Web Click Stream Analysis Using Linux Clusters Loading up the Database

Web Click Stream Analysis using Linux Clusters

By Marty Lurie - 2004-09-07 Page: 1 2 3

Loading up the Database

To perform the analysis we'll use a relational database running on a cluster. Relational databases are the most prevalent database architecture. Data is presented to the user in table format. There are a number of relational databases available for Linux, including DB2(r) Universal Database and IBM-Informix XPS Developers Kit. My examples use the XPS Developers Kit. XPS has implemented its own message-passing layer rather than using the more typical Beowulf implementations (for example, PVM, MPI). Feel free to use the database of your choice.

If you want to test a cluster using the XPS Developers Kit, you can get a copy by contacting Mohan Natraj (World Wide Marketing Manager for XPS) at mogs@us.ibm.com. Mohan's phone number is (503) 525-7419.

The installation procedure is well-documented in the Installation Guide and the release notes/README file. To make life easier, download the easyinst.tar file which automates the installation process. By reading the shell script you will see the exact steps to run to do the installation. By reading the installation documentation, you'll understand why the steps are needed.
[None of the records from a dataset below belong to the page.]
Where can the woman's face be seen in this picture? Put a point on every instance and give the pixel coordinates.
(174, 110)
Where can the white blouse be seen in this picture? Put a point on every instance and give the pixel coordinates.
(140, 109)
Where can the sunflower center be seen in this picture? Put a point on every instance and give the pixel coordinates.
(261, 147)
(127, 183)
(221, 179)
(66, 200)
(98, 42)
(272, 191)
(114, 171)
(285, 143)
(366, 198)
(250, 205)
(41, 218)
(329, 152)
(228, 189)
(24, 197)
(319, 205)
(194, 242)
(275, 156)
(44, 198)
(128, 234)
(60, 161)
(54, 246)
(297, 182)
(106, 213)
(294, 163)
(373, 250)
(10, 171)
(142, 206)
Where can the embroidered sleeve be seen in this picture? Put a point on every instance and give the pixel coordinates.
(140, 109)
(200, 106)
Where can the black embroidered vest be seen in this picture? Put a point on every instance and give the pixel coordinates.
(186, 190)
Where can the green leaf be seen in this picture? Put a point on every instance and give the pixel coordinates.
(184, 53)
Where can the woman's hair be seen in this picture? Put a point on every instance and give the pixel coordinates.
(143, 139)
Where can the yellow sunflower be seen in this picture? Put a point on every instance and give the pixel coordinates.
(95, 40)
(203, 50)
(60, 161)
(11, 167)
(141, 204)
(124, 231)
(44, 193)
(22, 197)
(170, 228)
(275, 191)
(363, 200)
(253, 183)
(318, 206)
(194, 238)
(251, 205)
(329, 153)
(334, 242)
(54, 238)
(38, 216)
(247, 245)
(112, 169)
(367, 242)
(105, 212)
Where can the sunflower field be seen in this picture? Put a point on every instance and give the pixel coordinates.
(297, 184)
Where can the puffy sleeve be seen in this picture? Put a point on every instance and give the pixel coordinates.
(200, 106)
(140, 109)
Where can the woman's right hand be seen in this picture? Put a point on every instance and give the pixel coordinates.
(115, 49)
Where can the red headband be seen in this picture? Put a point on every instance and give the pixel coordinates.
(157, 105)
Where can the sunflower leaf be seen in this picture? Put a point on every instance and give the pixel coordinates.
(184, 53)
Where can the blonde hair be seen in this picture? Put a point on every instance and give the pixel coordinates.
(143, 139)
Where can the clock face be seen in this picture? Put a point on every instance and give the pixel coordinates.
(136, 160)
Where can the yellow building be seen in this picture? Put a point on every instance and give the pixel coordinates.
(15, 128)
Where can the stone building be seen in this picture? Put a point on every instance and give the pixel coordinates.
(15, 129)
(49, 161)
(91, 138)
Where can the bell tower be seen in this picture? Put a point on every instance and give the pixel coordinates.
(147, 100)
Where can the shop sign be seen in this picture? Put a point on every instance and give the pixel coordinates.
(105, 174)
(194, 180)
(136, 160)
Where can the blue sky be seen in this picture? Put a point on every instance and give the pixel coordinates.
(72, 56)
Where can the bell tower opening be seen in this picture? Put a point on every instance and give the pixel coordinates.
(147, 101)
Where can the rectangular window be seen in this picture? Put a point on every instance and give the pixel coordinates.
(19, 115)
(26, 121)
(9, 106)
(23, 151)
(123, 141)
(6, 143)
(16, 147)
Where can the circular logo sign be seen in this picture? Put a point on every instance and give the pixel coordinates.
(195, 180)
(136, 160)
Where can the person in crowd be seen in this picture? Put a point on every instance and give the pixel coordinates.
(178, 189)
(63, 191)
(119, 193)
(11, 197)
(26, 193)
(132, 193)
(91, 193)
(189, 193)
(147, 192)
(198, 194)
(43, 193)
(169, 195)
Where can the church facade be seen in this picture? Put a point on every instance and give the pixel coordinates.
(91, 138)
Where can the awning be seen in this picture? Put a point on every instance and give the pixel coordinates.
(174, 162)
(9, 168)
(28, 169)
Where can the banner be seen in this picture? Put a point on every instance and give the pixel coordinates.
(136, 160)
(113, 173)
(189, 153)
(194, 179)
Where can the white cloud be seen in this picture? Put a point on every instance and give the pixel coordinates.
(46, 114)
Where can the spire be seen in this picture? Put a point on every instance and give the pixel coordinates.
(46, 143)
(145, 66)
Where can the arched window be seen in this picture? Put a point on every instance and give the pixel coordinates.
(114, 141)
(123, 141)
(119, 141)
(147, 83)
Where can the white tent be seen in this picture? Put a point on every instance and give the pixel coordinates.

Relational databases use Structured Query Language (SQL) to work with the data. A tutorial on Informix SQL is available if you need it. We need both data definition language (DDL) to create tables and data manipulation language (DML) to query the data in the tables.

First let's create a table to store the data. The SQL to do this looks like:


-- comment lines explain the code and any unique XPSisms

-- create a database called weblog

-- the "in workslice.1" specifies the storage for the database

create database weblog in workslice.1;

-- a raw table is a non-logging table used for data warehousing

-- this is similar to a DB2 CREATE TABLE statement

-- with the option NOT LOGGED INITIALLY

create raw table webfact (
    ip char(15) ,
    foo char(1) ,
    bar char(1) ,
    timestamp datetime year to second,
    location char(16) ,
    url varchar(255) ,
    http_code char(3) ,
    bytecount int,
    objtype char(6),
    linkdepth int
)

-- the "fragment" clause specifies where to
-- put the data. In our case the "workslice"
-- is a disk set across the cluster

fragment by hash(ip) in workslice;

To run this SQL from a file:


dbaccess -e -weblogDDL.sql

Data loaders come in many different flavors. The XPS loader takes the relational table concept and maps it to Linux files and pipes. After the mapping has been defined with an external table you can use SQL to load, query, and unload data. The DDL for the external table is:


create external table e_webfact
-- the "sameas" saves re-typing the above DDL
sameas webfact
using (format "delimited",
REJECTFILE "/tmp/webfact.barf",
MAXERRORS 50000,
datafiles ("disk:1:/home/informix/work/dat/weblog.unl"));

Loading from the flat file of data defined in the "datafiles" clause is as simple as an insert-select. This is our first example of a DML statement.


-- now load
insert into webfact select e_webfact.* from e_webfact;

With data in the database we can now run queries to answer questions about the Web site.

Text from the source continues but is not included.